La ganancia inmediata no compensa el costo acumulado

El trabajo, elaborado por Michal Misiak y Petr Tureček, modela el canibalismo como una decisión de forrajeo: calorías obtenidas frente a costos acumulados. La conclusión principal es que, aunque en situaciones extremas puede aportar energía, la práctica termina perjudicando la viabilidad de una población cuando se observan sus efectos a más largo plazo.

Los autores advierten que su modelo no pretende explicar por completo un tabú tan universal, sino ofrecer un marco cuantitativo para entender por qué la antropofagia sostenida resulta una estrategia perdedora en la mayoría de las condiciones ecológicas.

El riesgo sanitario aparece después, no en el momento

El modelo sostiene que el problema no se limita al valor nutritivo del tejido humano. También pesan el riesgo de enfermedad, el desgaste de la cooperación grupal y la violencia asociada a la obtención del recurso. Es decir, el costo no se manifiesta de inmediato, sino más tarde, cuando la desconfianza y los daños sanitarios empiezan a acumularse.

El caso del kuru ilustra ese punto. Esta enfermedad neurodegenerativa, asociada al consumo ritual de tejido cerebral humano entre el pueblo fore de Papúa Nueva Guinea, podía tardar entre 34 y 41 años en manifestarse, con casos documentados de hasta 56. Ese desfase hizo que el daño permaneciera oculto durante generaciones.
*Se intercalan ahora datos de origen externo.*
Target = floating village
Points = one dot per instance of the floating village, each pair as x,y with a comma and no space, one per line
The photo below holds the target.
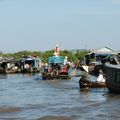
103,63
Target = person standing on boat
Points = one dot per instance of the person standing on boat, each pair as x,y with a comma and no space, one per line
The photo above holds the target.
57,50
84,80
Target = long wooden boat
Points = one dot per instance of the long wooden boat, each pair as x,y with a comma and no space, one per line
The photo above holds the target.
48,76
113,78
56,69
92,85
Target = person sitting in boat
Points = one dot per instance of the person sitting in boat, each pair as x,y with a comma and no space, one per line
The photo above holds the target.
84,80
46,68
100,77
57,50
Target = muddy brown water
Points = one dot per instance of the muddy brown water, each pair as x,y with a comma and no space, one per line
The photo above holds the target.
28,97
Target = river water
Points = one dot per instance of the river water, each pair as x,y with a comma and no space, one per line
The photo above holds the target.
28,97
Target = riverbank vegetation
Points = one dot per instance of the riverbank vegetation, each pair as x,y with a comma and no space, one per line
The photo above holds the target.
72,56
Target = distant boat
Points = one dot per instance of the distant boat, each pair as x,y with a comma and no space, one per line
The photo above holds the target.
56,69
30,64
113,77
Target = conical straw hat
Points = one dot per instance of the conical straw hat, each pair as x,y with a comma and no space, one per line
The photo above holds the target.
85,68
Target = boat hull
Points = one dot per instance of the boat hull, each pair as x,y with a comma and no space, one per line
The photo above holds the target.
48,76
113,78
93,85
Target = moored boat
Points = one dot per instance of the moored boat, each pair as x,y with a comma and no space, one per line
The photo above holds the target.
113,78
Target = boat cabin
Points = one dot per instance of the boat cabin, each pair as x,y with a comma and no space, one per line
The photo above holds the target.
30,64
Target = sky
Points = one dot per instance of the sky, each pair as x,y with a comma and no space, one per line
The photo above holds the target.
39,25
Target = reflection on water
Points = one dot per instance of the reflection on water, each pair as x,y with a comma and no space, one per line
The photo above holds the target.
27,96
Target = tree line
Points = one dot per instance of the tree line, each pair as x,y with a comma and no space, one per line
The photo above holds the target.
79,55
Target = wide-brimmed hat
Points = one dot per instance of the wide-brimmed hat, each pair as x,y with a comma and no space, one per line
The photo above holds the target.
85,68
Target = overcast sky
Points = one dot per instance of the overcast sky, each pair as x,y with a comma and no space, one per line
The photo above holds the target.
74,24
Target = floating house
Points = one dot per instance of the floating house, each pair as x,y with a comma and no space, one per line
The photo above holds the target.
9,65
30,64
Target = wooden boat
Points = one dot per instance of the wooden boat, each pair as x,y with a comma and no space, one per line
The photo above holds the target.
30,64
92,85
113,77
56,69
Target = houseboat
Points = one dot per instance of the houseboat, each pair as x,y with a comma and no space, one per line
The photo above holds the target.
113,77
9,65
30,64
55,69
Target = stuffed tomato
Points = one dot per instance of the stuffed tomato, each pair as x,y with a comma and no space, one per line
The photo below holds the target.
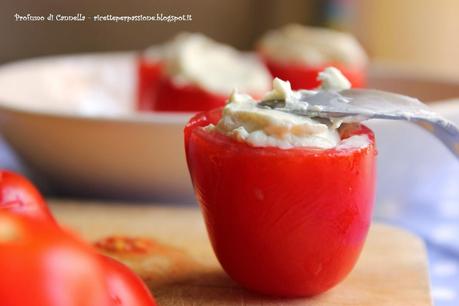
194,73
287,199
305,77
298,53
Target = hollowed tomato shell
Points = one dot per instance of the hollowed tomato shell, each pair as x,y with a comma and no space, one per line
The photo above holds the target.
285,223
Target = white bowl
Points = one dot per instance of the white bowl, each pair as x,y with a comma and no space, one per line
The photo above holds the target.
72,119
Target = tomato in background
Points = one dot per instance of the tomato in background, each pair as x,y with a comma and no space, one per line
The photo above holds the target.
185,98
18,195
305,77
125,287
282,222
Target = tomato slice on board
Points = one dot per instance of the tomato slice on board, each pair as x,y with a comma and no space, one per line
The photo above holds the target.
305,77
282,222
125,287
20,196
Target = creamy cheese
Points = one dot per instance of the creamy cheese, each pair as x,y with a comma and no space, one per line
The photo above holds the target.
196,59
312,46
244,121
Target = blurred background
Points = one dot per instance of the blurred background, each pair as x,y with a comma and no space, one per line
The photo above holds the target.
416,37
420,34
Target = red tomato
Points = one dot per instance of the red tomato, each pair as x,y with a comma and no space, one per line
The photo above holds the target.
282,222
125,287
185,98
305,77
148,75
18,195
42,265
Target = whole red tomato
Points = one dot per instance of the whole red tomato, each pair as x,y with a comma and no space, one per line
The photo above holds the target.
305,77
125,287
42,265
18,195
282,222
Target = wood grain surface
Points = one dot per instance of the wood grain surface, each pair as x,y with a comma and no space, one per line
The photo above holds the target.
175,259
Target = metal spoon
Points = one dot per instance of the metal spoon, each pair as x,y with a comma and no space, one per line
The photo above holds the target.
362,104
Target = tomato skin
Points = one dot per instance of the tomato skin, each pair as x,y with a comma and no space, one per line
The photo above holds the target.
282,222
43,265
148,76
19,195
305,77
125,287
Los episodios extremos no convierten la práctica en costumbre

La investigación también revisa episodios de supervivencia extrema, como el asedio de Numancia en el año 133 a. C., el cerco de Leningrado durante la Segunda Guerra Mundial, el naufragio del ballenero Essex en 1820, la tragedia del Donner Party en 1846-1847 y el accidente aéreo de los Andes en 1972. En todos esos casos, la antropofagia aparece como una respuesta aislada a una coacción excepcional, no como una costumbre estable.

Según el análisis, eso no contradice el modelo: lo confirma. La práctica puede reaparecer en un colapso absoluto, pero no se sostiene como sistema duradero porque los costos ocultos terminan imponiéndose. En ese sentido, el tabú funciona como una barrera de contención frente a una estrategia que, a largo plazo, suele perder.

El artículo también cita Nature y un preprint previo en bioRxiv como parte del sustento documental del modelo.